What Is the Difference Between Data Lake and Data Mesh?
To understand the difference, we must first define a data lake, which is a data repository that stores data in its most raw form, without a unified schema. Consider a data lake as a vast storage pool that houses data that can be used immediately or in the future. This data is typically stored as either object blobs or files and has very little (if any) organization.
Data lakes can store both structured and unstructured data and can do so at any scale. So whether you have a small collection or a massive trove of data, the data lake is there to serve.
However, the data lake is stored in a centralized repository. Remember, one of the key components of data mesh is that it’s decentralized, which makes these two ideas vastly different. Where a data lake typically stores data either on a single machine or a cluster of machines on the same network, a data mesh stores data on machines and networks spread out across the internet.
Advantages of a Data Lake
The advantages of a data lake include:
- Speed – both for creating and analyzing data
- Low cost – Consumer-grade hardware and open-source technologies can be used.
- Reduced waste – Data lakes conserve resources because much of your data will remain idle until it’s used.
Characteristics of a Data Lake
- Can use relational and non-relational databases from many sources (such as IoT, websites, mobile apps, social media, and traditional applications)
- Schema on read, which means everything is written at the time of analysis
- Faster query results
- Raw data support
- Perfectly suited for data science, data development, and business analysis
- Support for machine learning, predictive analysis, data discovery, and profiling
- Supports the comprehensive analysis of both big and small data from a single location
- Very low latency
- Data analysis can be done at any time.
Another big difference between data mesh and data lakes is that data mesh is an ideal setup for the distribution of data to different departments, branches, and locations of a company. With a data lake, you don’t have that kind of flexibility or control over the different data pipelines.
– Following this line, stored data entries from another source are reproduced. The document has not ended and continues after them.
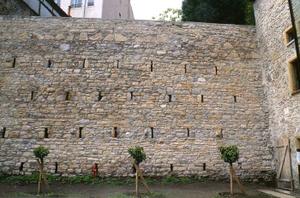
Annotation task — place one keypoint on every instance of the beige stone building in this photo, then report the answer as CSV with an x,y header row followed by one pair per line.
x,y
88,89
105,9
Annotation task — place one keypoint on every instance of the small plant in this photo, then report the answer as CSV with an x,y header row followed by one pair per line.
x,y
230,154
40,153
138,154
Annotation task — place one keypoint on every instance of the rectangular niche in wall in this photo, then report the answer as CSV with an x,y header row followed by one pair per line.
x,y
21,167
83,63
294,75
56,167
288,35
170,98
100,96
115,133
188,132
32,95
152,132
46,133
151,66
67,96
50,63
234,99
3,131
14,62
80,134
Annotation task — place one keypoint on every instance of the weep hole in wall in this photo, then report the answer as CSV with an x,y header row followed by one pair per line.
x,y
288,36
294,75
3,131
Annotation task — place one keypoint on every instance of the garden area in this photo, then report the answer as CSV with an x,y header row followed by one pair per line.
x,y
41,184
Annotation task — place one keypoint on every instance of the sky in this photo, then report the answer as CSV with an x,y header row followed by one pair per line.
x,y
146,9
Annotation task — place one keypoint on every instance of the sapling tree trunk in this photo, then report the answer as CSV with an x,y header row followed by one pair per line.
x,y
137,190
40,153
231,178
230,154
138,155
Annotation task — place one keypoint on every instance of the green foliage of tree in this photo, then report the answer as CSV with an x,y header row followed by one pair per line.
x,y
138,154
170,14
41,152
229,154
216,11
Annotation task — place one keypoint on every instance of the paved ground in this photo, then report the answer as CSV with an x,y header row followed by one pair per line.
x,y
202,190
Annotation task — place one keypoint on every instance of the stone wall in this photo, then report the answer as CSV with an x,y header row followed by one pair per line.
x,y
178,90
272,19
14,7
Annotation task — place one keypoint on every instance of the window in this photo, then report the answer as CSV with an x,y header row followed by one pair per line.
x,y
90,2
76,3
289,36
57,2
294,75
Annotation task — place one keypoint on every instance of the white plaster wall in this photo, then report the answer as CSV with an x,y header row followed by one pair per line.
x,y
90,11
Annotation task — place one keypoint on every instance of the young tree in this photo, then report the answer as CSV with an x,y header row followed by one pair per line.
x,y
230,154
40,153
216,11
138,155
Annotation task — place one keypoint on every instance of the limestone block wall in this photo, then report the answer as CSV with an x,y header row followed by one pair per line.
x,y
178,90
15,7
272,19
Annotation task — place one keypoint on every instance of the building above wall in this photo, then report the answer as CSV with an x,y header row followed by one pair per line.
x,y
45,8
107,9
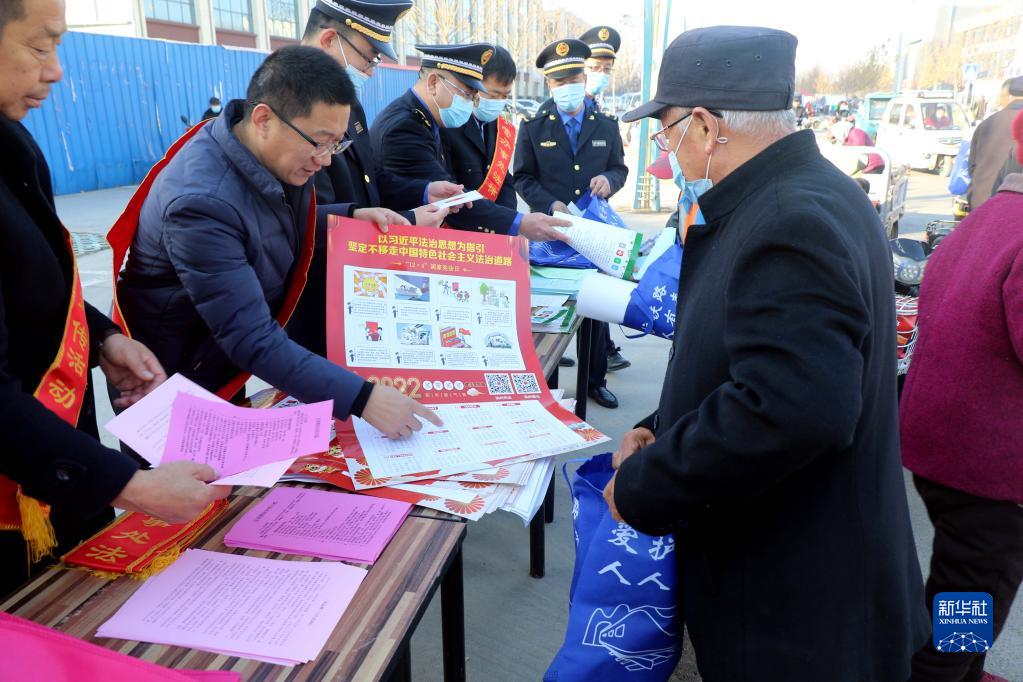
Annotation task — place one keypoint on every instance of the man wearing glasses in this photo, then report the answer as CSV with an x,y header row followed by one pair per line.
x,y
225,231
773,455
406,135
564,150
355,34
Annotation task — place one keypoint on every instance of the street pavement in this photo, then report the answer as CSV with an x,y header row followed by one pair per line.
x,y
514,623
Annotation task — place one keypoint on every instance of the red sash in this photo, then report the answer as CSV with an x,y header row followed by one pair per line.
x,y
491,186
61,390
123,233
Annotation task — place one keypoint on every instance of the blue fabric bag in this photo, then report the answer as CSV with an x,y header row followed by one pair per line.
x,y
959,182
622,609
561,255
654,303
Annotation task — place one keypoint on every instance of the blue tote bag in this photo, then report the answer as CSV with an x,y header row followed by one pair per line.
x,y
959,181
561,255
623,623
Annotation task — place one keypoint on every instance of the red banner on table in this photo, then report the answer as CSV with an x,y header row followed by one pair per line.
x,y
139,545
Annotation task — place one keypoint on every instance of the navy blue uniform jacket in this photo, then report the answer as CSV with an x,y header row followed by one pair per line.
x,y
407,142
546,170
209,269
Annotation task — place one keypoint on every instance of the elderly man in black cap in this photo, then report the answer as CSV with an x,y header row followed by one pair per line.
x,y
407,141
567,148
773,454
992,144
356,34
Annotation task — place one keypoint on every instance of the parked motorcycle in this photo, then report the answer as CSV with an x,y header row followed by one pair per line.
x,y
908,261
938,230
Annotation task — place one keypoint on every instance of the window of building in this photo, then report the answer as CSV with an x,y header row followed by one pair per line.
x,y
282,17
233,14
171,10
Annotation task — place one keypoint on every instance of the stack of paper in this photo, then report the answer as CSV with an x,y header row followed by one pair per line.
x,y
316,523
247,447
267,609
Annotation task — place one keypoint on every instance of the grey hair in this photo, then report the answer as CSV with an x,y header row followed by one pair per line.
x,y
768,125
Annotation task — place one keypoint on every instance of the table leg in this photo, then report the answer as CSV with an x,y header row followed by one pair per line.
x,y
582,368
403,668
548,503
453,622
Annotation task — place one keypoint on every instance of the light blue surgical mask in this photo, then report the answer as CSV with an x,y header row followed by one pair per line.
x,y
595,83
457,114
692,189
357,77
488,109
569,97
358,80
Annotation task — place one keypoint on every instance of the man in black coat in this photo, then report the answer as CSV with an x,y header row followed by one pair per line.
x,y
471,149
773,454
48,457
992,143
356,33
553,167
406,136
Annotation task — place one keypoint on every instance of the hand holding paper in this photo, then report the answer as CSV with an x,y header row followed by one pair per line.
x,y
233,439
613,249
458,199
541,227
176,492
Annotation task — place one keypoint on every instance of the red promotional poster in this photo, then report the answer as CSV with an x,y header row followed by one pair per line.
x,y
444,317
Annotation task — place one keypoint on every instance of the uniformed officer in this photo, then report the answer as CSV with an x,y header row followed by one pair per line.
x,y
356,33
407,141
604,43
564,150
473,152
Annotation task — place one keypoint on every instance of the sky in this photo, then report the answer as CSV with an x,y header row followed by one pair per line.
x,y
832,34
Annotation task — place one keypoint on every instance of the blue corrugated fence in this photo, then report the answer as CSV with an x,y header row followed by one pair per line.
x,y
121,102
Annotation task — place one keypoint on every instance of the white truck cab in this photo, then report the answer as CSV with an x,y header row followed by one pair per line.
x,y
924,130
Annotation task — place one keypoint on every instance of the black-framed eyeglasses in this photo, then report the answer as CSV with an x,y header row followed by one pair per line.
x,y
320,149
471,96
660,138
369,61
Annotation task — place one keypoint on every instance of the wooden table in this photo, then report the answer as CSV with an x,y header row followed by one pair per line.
x,y
370,642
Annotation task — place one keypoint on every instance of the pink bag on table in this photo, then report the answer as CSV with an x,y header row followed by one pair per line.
x,y
32,651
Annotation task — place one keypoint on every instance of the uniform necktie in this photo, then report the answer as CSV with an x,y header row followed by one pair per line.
x,y
573,129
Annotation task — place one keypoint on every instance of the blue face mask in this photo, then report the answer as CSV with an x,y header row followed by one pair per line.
x,y
358,80
692,189
569,97
595,83
488,109
457,112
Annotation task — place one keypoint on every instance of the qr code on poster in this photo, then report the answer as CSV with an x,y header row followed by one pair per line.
x,y
498,384
526,383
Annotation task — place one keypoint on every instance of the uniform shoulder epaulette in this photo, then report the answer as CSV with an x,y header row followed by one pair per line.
x,y
423,118
539,116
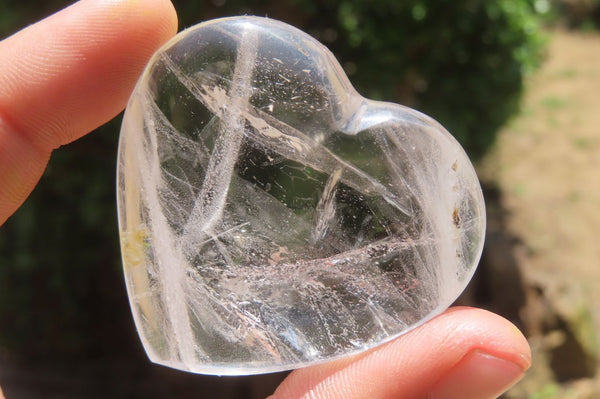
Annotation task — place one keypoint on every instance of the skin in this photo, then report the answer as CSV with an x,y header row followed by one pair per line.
x,y
75,70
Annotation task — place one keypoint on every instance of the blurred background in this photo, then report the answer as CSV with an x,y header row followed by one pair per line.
x,y
516,81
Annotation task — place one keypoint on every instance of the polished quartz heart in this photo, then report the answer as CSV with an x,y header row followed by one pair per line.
x,y
271,217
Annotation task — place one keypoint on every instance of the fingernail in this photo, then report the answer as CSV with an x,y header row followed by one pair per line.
x,y
477,376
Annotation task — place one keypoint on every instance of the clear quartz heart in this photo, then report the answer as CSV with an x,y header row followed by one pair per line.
x,y
271,217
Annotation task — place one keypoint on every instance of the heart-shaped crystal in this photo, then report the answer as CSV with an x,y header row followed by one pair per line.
x,y
271,217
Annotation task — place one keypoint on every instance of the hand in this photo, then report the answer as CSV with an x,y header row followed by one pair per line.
x,y
63,77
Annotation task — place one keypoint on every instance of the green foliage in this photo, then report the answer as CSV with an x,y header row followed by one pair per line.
x,y
461,61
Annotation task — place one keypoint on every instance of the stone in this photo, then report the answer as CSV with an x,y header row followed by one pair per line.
x,y
272,218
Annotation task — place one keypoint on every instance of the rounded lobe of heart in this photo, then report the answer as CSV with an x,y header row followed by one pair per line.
x,y
271,217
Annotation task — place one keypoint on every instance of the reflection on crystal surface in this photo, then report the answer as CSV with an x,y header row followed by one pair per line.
x,y
271,217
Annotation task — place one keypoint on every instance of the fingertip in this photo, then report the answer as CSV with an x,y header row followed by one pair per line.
x,y
411,365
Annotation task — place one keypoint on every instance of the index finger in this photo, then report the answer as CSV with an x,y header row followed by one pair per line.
x,y
67,75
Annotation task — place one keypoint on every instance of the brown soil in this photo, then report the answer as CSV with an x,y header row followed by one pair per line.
x,y
546,164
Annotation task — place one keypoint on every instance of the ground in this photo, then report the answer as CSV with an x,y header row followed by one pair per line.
x,y
546,166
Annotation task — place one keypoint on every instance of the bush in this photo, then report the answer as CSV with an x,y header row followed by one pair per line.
x,y
461,61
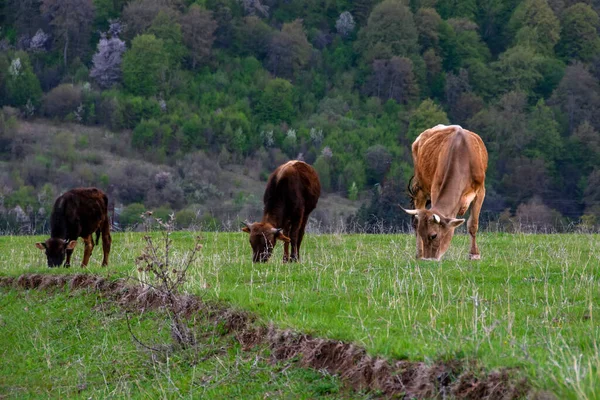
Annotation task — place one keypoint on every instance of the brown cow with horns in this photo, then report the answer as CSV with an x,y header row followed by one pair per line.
x,y
77,213
450,165
292,193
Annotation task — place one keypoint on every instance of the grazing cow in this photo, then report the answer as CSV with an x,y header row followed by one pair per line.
x,y
292,193
77,213
450,165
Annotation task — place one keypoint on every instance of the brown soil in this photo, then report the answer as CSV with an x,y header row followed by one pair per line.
x,y
400,379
How to Select the Best Option for Your Business
One thing to keep in mind is that this is not strictly an either-or proposition. For example, if your company already makes use of a data lake, you can add a data mesh to integrate decentralized, domain-specific data pipelines into the mix.
However, for those businesses who are just starting to dip their toes into this forum, consider this: data mesh is best suited for businesses with minimal (or no) infrastructure and that don’t have the time to bother with setting it up. Because of the way data mesh works, a business doesn’t have to rely on its own infrastructure, so it can spend more time and budget on developing the applications and services that will make use of the data.
On the other hand, a data lake is the better option for big data, where massive troves of data must be stored, prepared, and analyzed over a period of time.
Data Mesh or Data Lake?
To sum it all up, consider these points:
- Massive troves of raw, unstructured data that must be stored and processed at a later time are best served by a data lake. If your company needs to archive huge amounts of raw data, the data lake is the best option.
- If cost is an issue, a data lake is the obvious option.
- If you need real-time data analysis, insights, and reporting, a data mesh is the ideal route.
- If your business model requires speedy gathering of data from disconnected systems for immediate processing and analysis, a data mesh is the best choice.
- If data at scale is your key priority, either a data lake or data mesh will do just fine.
As far as the disadvantages of each, consider these points:
- A data lake is exponentially slower at delivering insights from raw data.
- Only the data mesh is truly scalable (especially for real-time analytics on data).
- Data mesh is not available via cloud service providers and, instead, operates on your on-premises servers or a third-party host.
To easily sum up the differences, a data lake is the best option for storing huge amounts of data in a centralized location, whereas a data mesh is best suited for immediate data retrieval, domain-driven data pipelines, and more widespread integration.